- Born: Gympie, Queensland, Australia
- Education: Bachelor of Fine Arts, -1986 Queensland University of Technology, Brisbane, QLD Master of Fine Art, -2001 Doctor of Philosophy, -2006
- Known for: Photography
- Notable work: Patterns of Connection
- Style: Contemporary Indigenous photography

= Leah King-Smith =

Australian photographer

Leah King-Smith' is a Bigambul descendant, visual artist and lecturer in the School of Creative Practice (Creative Industries) QUT, Brisbane, Australia. She is best known for her photo compositions.

Her 1991 series Patterns of Connection is widely recognised and has been exhibited both in Australia and overseas. King-Smith's work was exhibited in The Thousand Mile Stare: A Photographic Exhibition at the Australian Centre for Contemporary Art, Melbourne. Her early work mainly explored the ideas of identity and how it can shift throughout time.

== Early life ==

King-Smith was born in Gympie, Queensland. Having an indigenous mother and a white father stirred an interest in King-Smith to explore in her photography issues concerning cultural discord.

== Education ==

In 1986, King-Smith completed a Bachelor of Fine Arts, majoring in Photography, at Victoria College in Melbourne.

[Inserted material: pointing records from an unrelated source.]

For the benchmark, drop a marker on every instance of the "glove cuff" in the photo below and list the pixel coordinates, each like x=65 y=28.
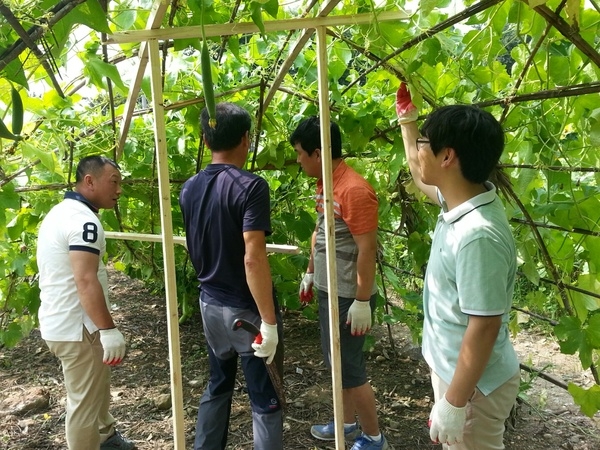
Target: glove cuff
x=109 y=331
x=362 y=304
x=408 y=116
x=264 y=326
x=447 y=409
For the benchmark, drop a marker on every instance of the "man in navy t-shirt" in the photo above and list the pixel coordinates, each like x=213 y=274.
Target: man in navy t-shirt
x=226 y=212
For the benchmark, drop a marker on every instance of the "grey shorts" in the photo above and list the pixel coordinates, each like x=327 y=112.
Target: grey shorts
x=354 y=372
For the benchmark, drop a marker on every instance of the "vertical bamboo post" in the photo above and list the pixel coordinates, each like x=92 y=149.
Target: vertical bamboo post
x=167 y=246
x=327 y=173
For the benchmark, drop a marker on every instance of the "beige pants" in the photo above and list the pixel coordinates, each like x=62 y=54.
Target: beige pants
x=87 y=381
x=484 y=429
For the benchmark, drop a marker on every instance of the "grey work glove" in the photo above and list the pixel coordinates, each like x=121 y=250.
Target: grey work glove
x=447 y=422
x=113 y=343
x=359 y=317
x=265 y=343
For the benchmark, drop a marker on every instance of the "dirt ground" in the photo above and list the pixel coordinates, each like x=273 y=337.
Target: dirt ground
x=547 y=420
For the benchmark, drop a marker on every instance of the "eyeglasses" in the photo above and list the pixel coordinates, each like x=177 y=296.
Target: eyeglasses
x=421 y=142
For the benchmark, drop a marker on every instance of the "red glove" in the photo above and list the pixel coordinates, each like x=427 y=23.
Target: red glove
x=406 y=111
x=306 y=288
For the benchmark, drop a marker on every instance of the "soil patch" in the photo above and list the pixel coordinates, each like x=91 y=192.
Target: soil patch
x=548 y=420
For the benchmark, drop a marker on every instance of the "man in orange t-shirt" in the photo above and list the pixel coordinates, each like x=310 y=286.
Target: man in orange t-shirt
x=355 y=211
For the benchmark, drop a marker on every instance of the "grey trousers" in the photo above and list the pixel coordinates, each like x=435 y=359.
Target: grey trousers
x=224 y=346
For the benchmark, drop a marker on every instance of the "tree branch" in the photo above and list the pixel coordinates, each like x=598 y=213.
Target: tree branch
x=56 y=14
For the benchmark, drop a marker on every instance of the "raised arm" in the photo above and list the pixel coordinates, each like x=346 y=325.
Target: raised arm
x=407 y=118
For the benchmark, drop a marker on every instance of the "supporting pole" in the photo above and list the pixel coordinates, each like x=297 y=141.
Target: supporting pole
x=167 y=246
x=334 y=310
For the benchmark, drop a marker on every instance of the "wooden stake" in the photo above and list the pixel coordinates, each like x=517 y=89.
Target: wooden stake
x=327 y=175
x=168 y=246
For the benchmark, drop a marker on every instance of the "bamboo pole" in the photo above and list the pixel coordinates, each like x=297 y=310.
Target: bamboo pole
x=327 y=175
x=168 y=247
x=271 y=248
x=230 y=29
x=159 y=8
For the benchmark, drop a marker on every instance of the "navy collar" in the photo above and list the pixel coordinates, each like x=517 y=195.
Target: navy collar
x=77 y=196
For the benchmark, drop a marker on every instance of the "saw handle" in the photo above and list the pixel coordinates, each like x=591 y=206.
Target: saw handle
x=249 y=327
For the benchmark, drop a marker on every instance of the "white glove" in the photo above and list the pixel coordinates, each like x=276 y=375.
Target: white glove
x=447 y=422
x=406 y=111
x=359 y=317
x=266 y=341
x=305 y=292
x=113 y=343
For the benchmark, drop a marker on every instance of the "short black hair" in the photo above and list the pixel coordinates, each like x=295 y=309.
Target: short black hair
x=233 y=122
x=92 y=164
x=308 y=135
x=474 y=134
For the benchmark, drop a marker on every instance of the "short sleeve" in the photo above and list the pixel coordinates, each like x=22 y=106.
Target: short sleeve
x=360 y=209
x=482 y=277
x=257 y=213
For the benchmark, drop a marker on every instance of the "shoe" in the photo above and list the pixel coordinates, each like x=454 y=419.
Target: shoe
x=327 y=432
x=364 y=442
x=117 y=442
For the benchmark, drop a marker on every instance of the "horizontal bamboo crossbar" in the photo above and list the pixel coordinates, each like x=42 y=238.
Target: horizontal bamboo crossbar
x=271 y=248
x=229 y=29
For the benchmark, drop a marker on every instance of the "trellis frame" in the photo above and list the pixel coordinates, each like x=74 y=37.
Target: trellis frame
x=149 y=38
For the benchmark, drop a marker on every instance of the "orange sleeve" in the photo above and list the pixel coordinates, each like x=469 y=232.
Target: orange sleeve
x=360 y=209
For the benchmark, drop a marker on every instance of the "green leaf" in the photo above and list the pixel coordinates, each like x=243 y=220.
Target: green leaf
x=90 y=13
x=587 y=399
x=14 y=71
x=271 y=7
x=97 y=70
x=11 y=335
x=593 y=331
x=257 y=18
x=46 y=157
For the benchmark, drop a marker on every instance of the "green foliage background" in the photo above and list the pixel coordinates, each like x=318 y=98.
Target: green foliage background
x=534 y=66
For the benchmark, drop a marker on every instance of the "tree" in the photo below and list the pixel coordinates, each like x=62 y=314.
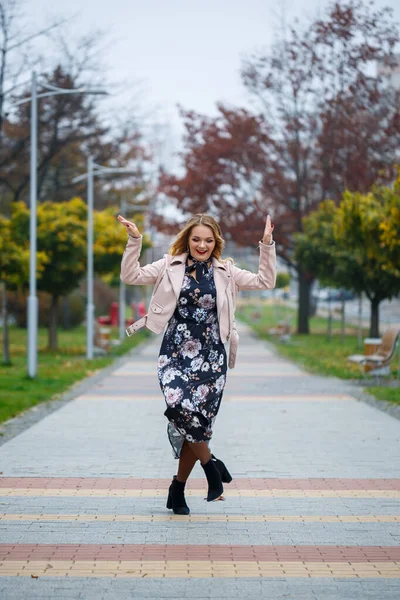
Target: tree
x=14 y=263
x=350 y=245
x=61 y=234
x=358 y=229
x=318 y=109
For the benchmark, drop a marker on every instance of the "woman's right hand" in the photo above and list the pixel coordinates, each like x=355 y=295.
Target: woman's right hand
x=130 y=227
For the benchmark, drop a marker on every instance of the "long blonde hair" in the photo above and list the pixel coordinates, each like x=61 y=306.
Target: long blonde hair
x=181 y=243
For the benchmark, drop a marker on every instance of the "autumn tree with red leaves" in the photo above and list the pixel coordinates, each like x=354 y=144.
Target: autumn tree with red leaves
x=326 y=123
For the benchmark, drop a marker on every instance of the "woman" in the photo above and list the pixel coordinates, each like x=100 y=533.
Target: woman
x=194 y=296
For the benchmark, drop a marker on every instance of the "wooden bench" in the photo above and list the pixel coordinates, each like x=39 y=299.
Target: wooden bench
x=282 y=329
x=379 y=362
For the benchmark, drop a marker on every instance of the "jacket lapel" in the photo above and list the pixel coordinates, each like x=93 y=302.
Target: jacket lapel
x=176 y=272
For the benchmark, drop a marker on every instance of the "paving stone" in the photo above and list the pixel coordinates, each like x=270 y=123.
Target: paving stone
x=275 y=422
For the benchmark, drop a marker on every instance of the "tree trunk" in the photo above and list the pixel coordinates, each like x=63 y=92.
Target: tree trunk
x=374 y=323
x=343 y=321
x=53 y=321
x=329 y=318
x=5 y=337
x=304 y=303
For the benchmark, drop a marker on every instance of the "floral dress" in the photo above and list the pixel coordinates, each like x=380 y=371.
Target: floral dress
x=192 y=363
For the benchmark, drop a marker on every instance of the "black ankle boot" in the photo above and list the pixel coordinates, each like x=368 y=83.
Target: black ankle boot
x=215 y=487
x=226 y=477
x=176 y=497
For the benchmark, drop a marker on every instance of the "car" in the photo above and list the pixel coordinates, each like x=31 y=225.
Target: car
x=333 y=295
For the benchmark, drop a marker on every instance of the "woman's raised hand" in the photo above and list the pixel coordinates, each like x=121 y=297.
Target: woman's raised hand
x=130 y=227
x=267 y=237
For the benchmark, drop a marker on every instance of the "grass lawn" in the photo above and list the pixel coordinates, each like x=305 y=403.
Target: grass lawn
x=57 y=371
x=315 y=352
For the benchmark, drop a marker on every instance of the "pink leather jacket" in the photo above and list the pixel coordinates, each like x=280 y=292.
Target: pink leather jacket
x=167 y=276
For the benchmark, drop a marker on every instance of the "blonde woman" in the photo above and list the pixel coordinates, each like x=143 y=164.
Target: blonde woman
x=194 y=299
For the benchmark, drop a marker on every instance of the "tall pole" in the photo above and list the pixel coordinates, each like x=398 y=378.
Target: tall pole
x=90 y=304
x=122 y=297
x=32 y=299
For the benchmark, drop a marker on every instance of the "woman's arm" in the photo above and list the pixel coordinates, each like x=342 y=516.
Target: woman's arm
x=265 y=278
x=131 y=271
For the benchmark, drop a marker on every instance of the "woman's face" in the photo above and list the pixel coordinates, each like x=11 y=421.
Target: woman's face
x=201 y=242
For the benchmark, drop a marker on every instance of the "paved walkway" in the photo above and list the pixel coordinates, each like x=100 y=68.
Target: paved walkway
x=312 y=513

King-Smith went on to complete a Master of Arts by research at the Queensland University of Technology in 2001 before graduating from the same university with a PhD in visual arts in 2006.

== Photography career ==

King-Smith began exhibiting in 1985, while studying for her undergraduate degree, and has continued to exhibit regularly. In 1988 her work was exhibited in group exhibition The Thousand Mile Stare: A Photographic Exhibition at the Australian Centre for Contemporary Art, Melbourne in 1988.

King-Smith's Patterns of Connection (1991) was exhibited at the Victorian Centre of Photography, Melbourne and the Australian Centre of Photography, Sydney in 1992 and later that year at Camerawork Gallery, London, as part of its Southern Crossings show. Best known for this series, King-Smith's work on Patterns of Connection, began when she was presented with two grants by the Stegley Foundation. The grant was given through the Koori Oral History Program for King-Smith to make a picture book of hundred photographs for the nineteenth-century Aboriginal people, which were taken by European photographers. However, the project took a different turn as King-Smith felt so moved by the portraits, she felt the need to make it more personally engaging. King-Smith decided to go about this by creating "photo-compositions", which are artworks that combine the photographs from the nineteenth century with her own photographs in colour of the Victorian landscape and paint. This new turn in the project repositioned Aboriginal people to be seen in a more positive light and in a spiritual and living domain. Landscape and figure were brought together in these works to showcase how important landscape is to the Aboriginal people, in addition to removing the negative connotations of confinement and control presented in the original photographs.

Duncan King-Smith (King-Smith's partner) is a sound designer who accompanied the works with a soundscape recording of the Australian bush, which was used to create a more engaging experience. The series was widely exhibited and toured with various exhibitions not only around Australia, but internationally to places such as the United Kingdom and North America.

In 1998, King-Smith was selected for inclusion in the exhibition In the Realm of Phantoms – Photographs of the Invisible at the Museum Abteiberg, Mönchengladbach, Germany.

In 1997 and 1999 she was also selected for inclusion in the exhibitions Metamorphosis and Beyond Myth - Oltre il Mito, part of the Venice Biennales.

She has created several visual artworks as part of her practice-led research, and has been regularly exhibiting in solo and group exhibitions since 1985.

In the lead-up to the 2006 Commonwealth Games (held in Melbourne), King-Smith was given a commission by the National Portrait Gallery to create four portraits. These portraits were to be of indigenous athletes and to be made using King-Smith's photo-composition technique.

In 2014, she was commissioned to make a public artwork for the Translink North Lakes Bus Station, north of Brisbane. In 2016 her work was exhibited in the group exhibition Over the Fence, and documented in the accompanying catalogue Over the Fence, Contemporary Indigenous Photography from the Corrigan Collection.

Her work is held across Australia in collections including the National Gallery of Victoria, National Gallery of Australia, the State Library of Victoria, Art Gallery of New South Wales and other public galleries. Her artworks are also in private collections, as well as in some international collections.

== Academic career ==
King-Smith's focus is particularly driven by change for equity and cultural competence in teaching and learning, as well as the encouragement of cultural perspectives in practice-led research.

King-Smith has an extensive career as a photo and digital media artist, encompassing solo, collaborative and group exhibitions, community engagement, dance performances, theatre productions, international cultural exchanges, book covers, story illustration and experimental film & video work. Her current practice includes 3D animation technologies within a trans-disciplinary collaborative praxis.